Olivier Zajec : Le titre, oui. Et les conclusions en grande partie. Dans cet essai, qui n’avait d’ailleurs rien d’universitaire dans la forme, je ne voulais pas dire que les États-Unis allaient cesser d’être une très grande puissance, ce qui aurait été absurde. Mais j’indiquais très clairement en conclusion qu’ils ne seraient plus une puissance d’une nature différente de toutes les autres, chargée d’une mission mondiale. Pour Seymour Lipset (1) les États-Unis sont moins un pays qu’une idée : « C’est notre destin en tant que nation de n’avoir pas d’idéologie mais d’en être une. » Cette conviction les autorisait à intervenir dans le monde entier pour le remodeler à leur image. Mais ils en sont de moins en moins capables, comme la récente séquence irako-afghane l’a montré. Il me semblait que les États-Unis revenaient à leur place normale.

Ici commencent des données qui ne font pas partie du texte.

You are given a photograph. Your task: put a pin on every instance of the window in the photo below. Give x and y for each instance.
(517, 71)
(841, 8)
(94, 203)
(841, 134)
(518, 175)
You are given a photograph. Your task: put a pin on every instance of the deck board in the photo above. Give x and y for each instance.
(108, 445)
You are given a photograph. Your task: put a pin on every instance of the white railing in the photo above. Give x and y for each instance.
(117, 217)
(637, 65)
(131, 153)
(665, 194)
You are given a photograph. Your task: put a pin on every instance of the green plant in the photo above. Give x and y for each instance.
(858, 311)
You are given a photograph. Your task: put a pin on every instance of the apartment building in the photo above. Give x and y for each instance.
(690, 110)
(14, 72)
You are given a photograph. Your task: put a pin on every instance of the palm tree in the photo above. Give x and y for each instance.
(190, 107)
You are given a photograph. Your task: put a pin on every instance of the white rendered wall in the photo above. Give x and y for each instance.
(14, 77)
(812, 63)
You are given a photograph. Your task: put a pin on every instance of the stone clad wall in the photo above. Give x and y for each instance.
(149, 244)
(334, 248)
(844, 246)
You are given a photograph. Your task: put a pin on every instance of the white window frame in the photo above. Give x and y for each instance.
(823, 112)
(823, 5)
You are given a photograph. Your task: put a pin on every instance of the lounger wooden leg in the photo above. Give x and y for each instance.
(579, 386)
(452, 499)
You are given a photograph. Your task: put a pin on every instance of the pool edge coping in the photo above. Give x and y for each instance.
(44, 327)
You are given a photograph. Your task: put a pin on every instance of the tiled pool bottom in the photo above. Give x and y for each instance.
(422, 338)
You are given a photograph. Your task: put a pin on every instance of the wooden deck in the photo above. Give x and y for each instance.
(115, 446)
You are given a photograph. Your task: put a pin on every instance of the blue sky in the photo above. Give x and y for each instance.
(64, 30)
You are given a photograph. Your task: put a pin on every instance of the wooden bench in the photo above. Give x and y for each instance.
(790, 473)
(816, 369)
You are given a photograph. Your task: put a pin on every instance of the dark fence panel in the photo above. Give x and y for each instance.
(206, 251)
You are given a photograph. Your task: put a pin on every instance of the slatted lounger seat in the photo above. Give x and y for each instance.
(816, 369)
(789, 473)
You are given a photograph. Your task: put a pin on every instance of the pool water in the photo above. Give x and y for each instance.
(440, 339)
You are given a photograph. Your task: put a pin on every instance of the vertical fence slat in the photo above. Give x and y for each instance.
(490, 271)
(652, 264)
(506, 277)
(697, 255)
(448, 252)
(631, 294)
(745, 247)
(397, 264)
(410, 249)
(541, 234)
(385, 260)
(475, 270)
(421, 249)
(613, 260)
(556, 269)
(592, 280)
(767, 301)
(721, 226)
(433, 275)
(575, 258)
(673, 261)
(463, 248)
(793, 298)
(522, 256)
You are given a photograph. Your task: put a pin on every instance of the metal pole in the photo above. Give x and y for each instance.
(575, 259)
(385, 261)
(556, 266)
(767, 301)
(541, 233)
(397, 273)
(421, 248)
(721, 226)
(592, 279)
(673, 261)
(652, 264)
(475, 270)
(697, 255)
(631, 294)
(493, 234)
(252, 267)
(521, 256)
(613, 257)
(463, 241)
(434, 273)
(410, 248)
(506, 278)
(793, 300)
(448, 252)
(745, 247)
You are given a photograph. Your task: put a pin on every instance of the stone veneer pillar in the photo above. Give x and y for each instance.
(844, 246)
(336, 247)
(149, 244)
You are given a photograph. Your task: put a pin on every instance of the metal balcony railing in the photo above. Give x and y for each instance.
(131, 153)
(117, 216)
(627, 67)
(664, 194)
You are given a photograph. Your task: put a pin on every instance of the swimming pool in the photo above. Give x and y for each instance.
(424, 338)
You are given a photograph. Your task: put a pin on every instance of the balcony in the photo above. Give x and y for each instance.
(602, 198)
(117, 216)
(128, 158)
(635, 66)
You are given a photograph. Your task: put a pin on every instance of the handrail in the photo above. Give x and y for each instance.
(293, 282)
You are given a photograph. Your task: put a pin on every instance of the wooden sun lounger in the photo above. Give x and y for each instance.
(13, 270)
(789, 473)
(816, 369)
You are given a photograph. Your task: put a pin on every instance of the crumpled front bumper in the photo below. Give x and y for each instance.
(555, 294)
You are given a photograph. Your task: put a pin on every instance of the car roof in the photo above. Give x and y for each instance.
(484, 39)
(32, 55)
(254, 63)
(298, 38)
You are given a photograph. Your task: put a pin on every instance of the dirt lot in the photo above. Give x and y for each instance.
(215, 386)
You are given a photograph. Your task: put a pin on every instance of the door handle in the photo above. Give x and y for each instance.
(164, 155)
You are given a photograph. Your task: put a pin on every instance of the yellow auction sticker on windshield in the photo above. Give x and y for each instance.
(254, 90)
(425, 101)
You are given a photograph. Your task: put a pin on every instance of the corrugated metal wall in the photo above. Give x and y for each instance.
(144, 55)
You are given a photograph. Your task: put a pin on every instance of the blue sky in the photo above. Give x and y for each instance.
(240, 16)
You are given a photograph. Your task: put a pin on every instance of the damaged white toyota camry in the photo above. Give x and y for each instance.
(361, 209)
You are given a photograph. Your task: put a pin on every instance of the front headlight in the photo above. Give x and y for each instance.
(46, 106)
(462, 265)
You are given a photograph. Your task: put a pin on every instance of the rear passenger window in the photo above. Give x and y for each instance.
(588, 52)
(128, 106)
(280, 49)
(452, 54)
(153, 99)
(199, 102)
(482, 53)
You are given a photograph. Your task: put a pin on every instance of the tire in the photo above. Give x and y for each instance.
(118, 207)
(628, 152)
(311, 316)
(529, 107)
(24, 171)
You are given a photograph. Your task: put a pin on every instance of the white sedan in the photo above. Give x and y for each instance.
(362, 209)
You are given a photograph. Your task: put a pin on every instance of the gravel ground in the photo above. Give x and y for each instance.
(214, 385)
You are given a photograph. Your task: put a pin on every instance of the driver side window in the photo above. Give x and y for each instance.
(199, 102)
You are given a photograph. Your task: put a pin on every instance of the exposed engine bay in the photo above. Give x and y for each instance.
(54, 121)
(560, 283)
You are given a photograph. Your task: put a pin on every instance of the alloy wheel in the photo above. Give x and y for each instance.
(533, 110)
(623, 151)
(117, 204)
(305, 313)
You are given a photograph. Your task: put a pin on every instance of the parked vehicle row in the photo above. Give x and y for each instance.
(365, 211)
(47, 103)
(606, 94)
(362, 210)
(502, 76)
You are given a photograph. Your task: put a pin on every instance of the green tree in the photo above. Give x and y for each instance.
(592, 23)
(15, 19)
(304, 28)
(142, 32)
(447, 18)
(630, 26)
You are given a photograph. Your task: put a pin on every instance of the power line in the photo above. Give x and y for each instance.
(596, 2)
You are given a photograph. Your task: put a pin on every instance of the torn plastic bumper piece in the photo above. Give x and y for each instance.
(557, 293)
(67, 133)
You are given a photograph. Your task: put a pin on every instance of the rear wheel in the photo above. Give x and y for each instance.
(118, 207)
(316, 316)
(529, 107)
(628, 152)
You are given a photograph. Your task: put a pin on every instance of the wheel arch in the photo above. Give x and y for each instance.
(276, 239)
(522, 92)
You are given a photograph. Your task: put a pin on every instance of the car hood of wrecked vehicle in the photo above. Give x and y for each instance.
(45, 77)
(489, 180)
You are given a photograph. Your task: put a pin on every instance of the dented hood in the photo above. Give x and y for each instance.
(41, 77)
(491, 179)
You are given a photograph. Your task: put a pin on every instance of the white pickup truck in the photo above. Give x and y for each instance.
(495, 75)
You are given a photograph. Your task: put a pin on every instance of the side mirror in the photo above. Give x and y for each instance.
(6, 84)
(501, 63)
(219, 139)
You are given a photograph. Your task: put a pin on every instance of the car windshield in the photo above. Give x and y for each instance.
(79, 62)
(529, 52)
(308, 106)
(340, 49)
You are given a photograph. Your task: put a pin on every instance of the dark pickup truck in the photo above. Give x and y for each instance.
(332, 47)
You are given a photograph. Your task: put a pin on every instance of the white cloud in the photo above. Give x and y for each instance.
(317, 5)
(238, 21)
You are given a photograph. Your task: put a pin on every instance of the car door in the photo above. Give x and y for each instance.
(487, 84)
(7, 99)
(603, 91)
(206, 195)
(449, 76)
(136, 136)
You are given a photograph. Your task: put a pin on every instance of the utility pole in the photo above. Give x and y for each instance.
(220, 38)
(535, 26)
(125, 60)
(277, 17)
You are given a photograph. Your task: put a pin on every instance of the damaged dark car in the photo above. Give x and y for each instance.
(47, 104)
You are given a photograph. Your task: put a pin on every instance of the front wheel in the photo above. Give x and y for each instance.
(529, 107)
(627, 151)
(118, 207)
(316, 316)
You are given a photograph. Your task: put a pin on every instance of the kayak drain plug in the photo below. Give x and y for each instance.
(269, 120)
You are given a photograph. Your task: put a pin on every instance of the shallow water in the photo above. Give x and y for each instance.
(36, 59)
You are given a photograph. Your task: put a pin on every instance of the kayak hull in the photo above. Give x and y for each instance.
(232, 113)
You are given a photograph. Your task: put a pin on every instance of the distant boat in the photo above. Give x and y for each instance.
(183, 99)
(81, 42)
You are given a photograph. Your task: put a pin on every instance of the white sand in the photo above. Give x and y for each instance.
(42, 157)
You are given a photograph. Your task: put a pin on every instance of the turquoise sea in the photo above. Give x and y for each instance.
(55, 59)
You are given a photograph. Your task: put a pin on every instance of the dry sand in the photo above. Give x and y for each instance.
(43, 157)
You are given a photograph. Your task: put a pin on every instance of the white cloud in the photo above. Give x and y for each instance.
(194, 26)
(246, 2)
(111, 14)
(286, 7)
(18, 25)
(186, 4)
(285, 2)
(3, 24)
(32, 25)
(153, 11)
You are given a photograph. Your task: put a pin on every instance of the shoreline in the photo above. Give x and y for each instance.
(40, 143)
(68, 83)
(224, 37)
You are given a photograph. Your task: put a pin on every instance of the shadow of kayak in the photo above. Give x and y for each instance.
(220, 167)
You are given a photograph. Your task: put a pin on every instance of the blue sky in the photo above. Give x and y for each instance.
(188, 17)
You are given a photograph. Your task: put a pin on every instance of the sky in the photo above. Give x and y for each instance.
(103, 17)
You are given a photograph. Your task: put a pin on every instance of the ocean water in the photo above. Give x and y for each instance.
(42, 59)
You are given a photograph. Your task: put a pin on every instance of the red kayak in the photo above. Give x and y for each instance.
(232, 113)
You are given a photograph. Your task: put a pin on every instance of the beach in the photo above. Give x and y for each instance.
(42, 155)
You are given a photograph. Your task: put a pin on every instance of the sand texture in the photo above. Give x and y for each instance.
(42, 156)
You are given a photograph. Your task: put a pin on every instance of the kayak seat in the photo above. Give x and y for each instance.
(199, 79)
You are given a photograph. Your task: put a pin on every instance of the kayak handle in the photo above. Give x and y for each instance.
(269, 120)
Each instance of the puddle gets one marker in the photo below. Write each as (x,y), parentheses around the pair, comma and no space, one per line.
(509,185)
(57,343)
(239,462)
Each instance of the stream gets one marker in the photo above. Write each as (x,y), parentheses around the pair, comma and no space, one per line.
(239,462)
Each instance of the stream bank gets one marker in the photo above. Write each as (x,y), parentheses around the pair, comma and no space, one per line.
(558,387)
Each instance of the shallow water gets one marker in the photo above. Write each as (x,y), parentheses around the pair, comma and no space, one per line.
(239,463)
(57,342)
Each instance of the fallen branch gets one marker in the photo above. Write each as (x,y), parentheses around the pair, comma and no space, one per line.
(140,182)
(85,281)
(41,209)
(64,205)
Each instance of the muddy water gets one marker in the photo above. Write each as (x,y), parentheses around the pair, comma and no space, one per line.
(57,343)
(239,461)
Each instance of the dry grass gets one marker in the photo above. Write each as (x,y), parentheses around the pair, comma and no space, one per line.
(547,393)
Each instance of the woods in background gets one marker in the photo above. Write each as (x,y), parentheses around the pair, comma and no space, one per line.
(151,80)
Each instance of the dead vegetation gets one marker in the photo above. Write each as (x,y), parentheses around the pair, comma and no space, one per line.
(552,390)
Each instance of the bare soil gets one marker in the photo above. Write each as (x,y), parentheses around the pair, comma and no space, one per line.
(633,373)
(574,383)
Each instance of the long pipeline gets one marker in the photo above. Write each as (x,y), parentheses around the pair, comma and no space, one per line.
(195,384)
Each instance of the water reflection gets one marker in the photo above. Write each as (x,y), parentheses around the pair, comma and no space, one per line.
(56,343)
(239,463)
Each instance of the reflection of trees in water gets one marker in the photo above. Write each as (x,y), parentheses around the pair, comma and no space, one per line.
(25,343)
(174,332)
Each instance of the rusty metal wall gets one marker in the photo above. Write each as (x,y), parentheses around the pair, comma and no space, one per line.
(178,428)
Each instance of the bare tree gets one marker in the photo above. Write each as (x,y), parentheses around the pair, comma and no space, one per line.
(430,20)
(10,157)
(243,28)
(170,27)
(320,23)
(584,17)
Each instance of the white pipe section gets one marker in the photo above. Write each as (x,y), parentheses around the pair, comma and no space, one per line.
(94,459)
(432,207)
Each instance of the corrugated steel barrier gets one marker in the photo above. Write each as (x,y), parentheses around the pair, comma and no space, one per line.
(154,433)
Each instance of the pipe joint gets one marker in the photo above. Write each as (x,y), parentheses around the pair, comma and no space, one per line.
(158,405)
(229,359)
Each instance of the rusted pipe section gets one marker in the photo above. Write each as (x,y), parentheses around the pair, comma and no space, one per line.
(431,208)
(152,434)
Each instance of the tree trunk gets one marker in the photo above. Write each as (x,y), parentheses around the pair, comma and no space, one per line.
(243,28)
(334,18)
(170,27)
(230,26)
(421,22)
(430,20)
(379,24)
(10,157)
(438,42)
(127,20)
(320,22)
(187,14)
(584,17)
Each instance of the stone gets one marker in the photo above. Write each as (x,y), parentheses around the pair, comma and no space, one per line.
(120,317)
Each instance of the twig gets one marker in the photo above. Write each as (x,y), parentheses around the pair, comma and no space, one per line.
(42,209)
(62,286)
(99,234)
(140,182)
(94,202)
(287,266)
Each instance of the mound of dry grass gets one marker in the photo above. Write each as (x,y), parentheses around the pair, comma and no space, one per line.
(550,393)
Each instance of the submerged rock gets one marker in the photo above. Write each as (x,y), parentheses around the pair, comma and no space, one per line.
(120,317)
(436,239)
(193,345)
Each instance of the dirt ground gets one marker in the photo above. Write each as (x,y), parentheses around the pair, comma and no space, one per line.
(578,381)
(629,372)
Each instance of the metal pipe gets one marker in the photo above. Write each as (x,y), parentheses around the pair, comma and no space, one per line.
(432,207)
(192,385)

On pourrait rétorquer que le problème est secondaire et qu’en réalité l’Amérique a triomphé car les fondements de la société américaine comme l’individualisme ou le consumérisme se sont imposés à travers toute la planète. Cela me semble néanmoins un peu rapide. Oui, la Chine a rallié le consumérisme, car elle est devenue une société post-idéologique comme les autres, sous le masque hypocrite d’un communisme rentier obsédé par le contrôle social. Mais ce consumérisme est chinois. Les valeurs que véhiculaient les États-Unis leur ont échappé quand elles ont été reprises par les autres. En d’autres termes, il me semble que notre temps international fragmenté est tout à la fois économiquement interdépendant, culturellement multipolaire et politiquement polyarchique. En bref, l’époque n’est plus rythmée par l’horloge idéologique interne de l’Amérique.

Conflits : Les migrations jouent-elles un rôle dans cette fragmentation ?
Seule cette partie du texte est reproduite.